By: Rinzo D. Valdevieso
The world is facing an extreme challenge brought on by the COVID-19 pandemic. Food security has been compromised and the stability of the world’s economy has been threatened.
While the agenda of COVID-19 is still at a sizzling point over matters being discussed on the table of our political leaders, there has also been much attention brought to the promotion and practice of agriculture, particularly growing food in one’s own space.
And that exactly is what these two women are doing outside of their professional expertise in sugarcane research.
Ma’am Dory’s backyard garden
Dr. Dorotea A. Delos Santos, 67, Ma’am Dory to her Sugar Regulatory Administration family, obtained both her Masters and Doctoral degrees in Agriculture at the University of the Philippines – Los Baños specializing in Crop Production and Management. For almost four years since 2007, she served as Manager III at the Regulation Department. Later, her career shifted to the Research Development and Extension Department at SRA-LGAREC where she also served as Manager III until 2011 when she retired.

Ma’am Dory proudly posing with a bunch of radish freshly harvested from her farm.
For Ma’am Dory, retirement didn’t mean moving away from agriculture. In fact, one can say that she grew even closer to the land. She engaged in backyard farming at full blast last 2017, concentrating on succulent production. At the beginning of 2019, she diversified her backyard farming, planting crops such as squash, eggplant, sitaw, patola, upo, winged bean, sugar peas, papaya blue ternate and pineapple in a roughly estimated 300 square meter area.
Household food wastes were decomposed and used as fertilizer so that nothing would be wasted, only recycled. What’s interesting in the kind of practice Ma’am Dory promotes is that she wasn’t thinking of making a profit when she started, so it came as a surprise to her when she started making money.

Ma’am dory checks on some of her succulents.
In fact, in 2019, due to abundance, she sold 30 pieces of squash (harvested from only two seedlings) measuring 3-5 kg each at Php10.00 per kilo. She just wanted to give them away, but customers insisted that her crops must be sold, not given.
Ma’am Dory believes that once someone is an agriculturist, they will always be an agriculturist. She is certain that if people were able to maximize their resources, they can produce their own food without depending on the availability of the market, which at this moment is at risk because of the COVID-19 crisis. She says that time is wasted if land is idle for a very long time when you can use your capacity to produce your own food instead. She feels young and stress-free at 67.
Ma’am Nenen’s backyard farm
Another woman worthy of imitation is Teresita B. Banas, or Ma’am Nenen, a Senior Science Research Specialist and Nematologist working as an OIC of the Production Technology and Crop Management Section at SRA-La Granja Agricultural Research and Extension Center, Brgy. La Granja, La Carlota City, Negros Occidental.
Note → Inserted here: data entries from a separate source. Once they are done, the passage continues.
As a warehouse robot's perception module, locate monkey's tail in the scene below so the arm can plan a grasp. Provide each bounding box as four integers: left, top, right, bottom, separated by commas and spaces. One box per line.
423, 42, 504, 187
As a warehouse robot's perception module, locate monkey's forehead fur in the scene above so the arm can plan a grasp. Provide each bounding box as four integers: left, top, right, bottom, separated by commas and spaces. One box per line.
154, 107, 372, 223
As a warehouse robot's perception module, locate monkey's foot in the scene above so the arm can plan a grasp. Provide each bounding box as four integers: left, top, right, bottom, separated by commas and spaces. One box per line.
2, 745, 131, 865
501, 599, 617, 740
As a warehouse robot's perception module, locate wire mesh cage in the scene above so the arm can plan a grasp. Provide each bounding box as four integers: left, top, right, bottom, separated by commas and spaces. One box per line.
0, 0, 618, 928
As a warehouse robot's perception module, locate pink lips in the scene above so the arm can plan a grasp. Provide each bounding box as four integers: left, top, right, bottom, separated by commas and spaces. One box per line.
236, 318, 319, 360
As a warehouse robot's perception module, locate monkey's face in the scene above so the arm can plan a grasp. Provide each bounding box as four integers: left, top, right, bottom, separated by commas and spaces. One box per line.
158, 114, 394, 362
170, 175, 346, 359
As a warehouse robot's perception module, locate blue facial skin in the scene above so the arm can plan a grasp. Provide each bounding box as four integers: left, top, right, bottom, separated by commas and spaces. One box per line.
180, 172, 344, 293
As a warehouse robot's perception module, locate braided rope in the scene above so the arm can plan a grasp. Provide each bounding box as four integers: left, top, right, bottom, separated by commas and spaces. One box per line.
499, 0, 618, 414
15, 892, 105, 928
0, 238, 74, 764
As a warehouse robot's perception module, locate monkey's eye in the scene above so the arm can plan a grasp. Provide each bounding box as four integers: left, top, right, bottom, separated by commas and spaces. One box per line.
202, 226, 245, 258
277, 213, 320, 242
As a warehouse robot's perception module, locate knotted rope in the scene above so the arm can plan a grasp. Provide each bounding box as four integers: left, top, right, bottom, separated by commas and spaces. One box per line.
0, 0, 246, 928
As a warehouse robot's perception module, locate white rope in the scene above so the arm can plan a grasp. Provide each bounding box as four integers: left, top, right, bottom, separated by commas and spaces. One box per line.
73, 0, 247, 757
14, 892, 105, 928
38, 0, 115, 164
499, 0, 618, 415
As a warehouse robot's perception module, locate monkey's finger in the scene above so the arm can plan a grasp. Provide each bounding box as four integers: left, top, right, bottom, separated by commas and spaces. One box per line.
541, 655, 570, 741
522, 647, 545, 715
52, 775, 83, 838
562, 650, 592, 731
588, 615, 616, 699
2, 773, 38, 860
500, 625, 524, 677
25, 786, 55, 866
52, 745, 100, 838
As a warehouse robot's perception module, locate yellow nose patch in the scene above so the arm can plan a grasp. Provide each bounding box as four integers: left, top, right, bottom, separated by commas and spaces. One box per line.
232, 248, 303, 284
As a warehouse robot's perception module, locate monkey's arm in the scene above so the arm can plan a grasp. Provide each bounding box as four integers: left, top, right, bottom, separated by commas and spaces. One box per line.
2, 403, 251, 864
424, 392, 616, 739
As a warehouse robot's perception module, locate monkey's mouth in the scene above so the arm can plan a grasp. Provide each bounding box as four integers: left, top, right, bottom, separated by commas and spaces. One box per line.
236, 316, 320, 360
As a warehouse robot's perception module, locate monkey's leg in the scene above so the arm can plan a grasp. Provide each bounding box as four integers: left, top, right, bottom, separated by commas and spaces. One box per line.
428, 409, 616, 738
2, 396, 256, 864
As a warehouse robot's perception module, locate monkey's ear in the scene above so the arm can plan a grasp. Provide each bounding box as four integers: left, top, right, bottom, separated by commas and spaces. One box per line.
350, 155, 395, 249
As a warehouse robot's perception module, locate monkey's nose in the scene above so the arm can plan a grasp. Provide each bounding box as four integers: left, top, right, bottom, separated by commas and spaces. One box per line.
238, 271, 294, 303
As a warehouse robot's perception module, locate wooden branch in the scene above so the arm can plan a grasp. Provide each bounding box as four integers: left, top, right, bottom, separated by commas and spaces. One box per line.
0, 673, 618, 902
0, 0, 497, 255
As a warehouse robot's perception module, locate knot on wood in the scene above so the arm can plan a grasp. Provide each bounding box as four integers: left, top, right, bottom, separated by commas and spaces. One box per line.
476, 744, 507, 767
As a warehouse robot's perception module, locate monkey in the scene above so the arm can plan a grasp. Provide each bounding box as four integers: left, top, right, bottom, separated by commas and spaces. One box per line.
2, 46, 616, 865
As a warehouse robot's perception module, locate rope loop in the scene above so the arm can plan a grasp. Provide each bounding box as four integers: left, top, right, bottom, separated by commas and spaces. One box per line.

Ma’am Nenen’s hobby of tending to ornamental plants at home has also become a source of income. (Photo courtesy of Mrs. Dee Arr Paglumotan)
Ma’am Nenen, 67, graduated with her Master’s Degree in Nematology in Gent University, Belgium. After finishing her degree abroad, she happened to visit the Keukenhof Garden in The Netherlands where she witnessed the plate-like anthurium plants beautifully thriving in European soil. In 1998-2000, she gradually started to collect ornamentals, with anthuriums, bromeliads, and succulents as her core produce. In 2018, after joining relevant social media groups, she began to see her passion grow, eventually becoming profitable.
She was able to deliver her ornamentals across Negros Island at low and friendly prices. This year, she is starting to diversify her backyard farm composed of a third of her 700 sq.m. lot by planting crops such as upland kangkong, ampalaya, eggplant, pidada (Sonneratia caseolaris (L.) Engl.), siling labuyo, lemongrass, sibuyas-dahon, papaya, sunflower and bonsai bougainvillea.
Kitchen wastes such as vegetable and fruit peelings are decomposed and used as fertilizer. She also utilized cement sacks as containers for her soil medium. All of these practices are for her own satisfaction and to inspire other people sharing her passion.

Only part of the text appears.